Składniki:
250 g twarogu sernikowego
50 g cukru
1 duży dojrzały owoc mango
2, 5 – 3 łyżeczki żelatyny
¼ szklanki gorącej wody
200 ml śmietany kremówki
ok.100 g okrągłych biszkoptów Tortownicę o średnicy 20cm. dokładnie wykładamy folią aluminiową. Biszkopty z grubsza kruszymy i wykładamy na dno.
W misce najlepiej blenderem miksujemy cukier i twaróg. Mango obieramy, drylujemy i dokładnie miksujemy na gładką pulpę. Dodajemy do masy serowej i dokładnie mieszamy. Żelatynę namoczoną w wodzie i lekko przestudzoną dodajemy do masy serowo-owocowej i mieszamy.
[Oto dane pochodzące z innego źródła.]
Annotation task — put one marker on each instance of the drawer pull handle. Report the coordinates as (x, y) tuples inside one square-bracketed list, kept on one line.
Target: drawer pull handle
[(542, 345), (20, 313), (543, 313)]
Dobrze schłodzoną kremówkę ubijamy i dodajemy do pozostałych składników. Mieszamy dokładnie, ale nie za długo. Tak przygotowaną masę przekładamy do przygotowanej formy i dokładnie schładzamy, aby sernik się ściął.
Smacznego :)
ps. Moje mango dojrzewało sobie w domu, na paterze z owocami ok. dwóch tygodni. W sklepach przeważnie można je kupić zielone i twarde, dlatego trzeba odczekać trochę, aż zmięknie i skórka zrobi się żółciutka.
Sernik po kilku godzinach w lodówce, kiedy się dokładnie zetnie jest złocistego koloru, następnego dnia nabiera cudownej barwy cappuccino.
P.s.Przepis pochodzi z książki: „ Najlepsze serniki świata „.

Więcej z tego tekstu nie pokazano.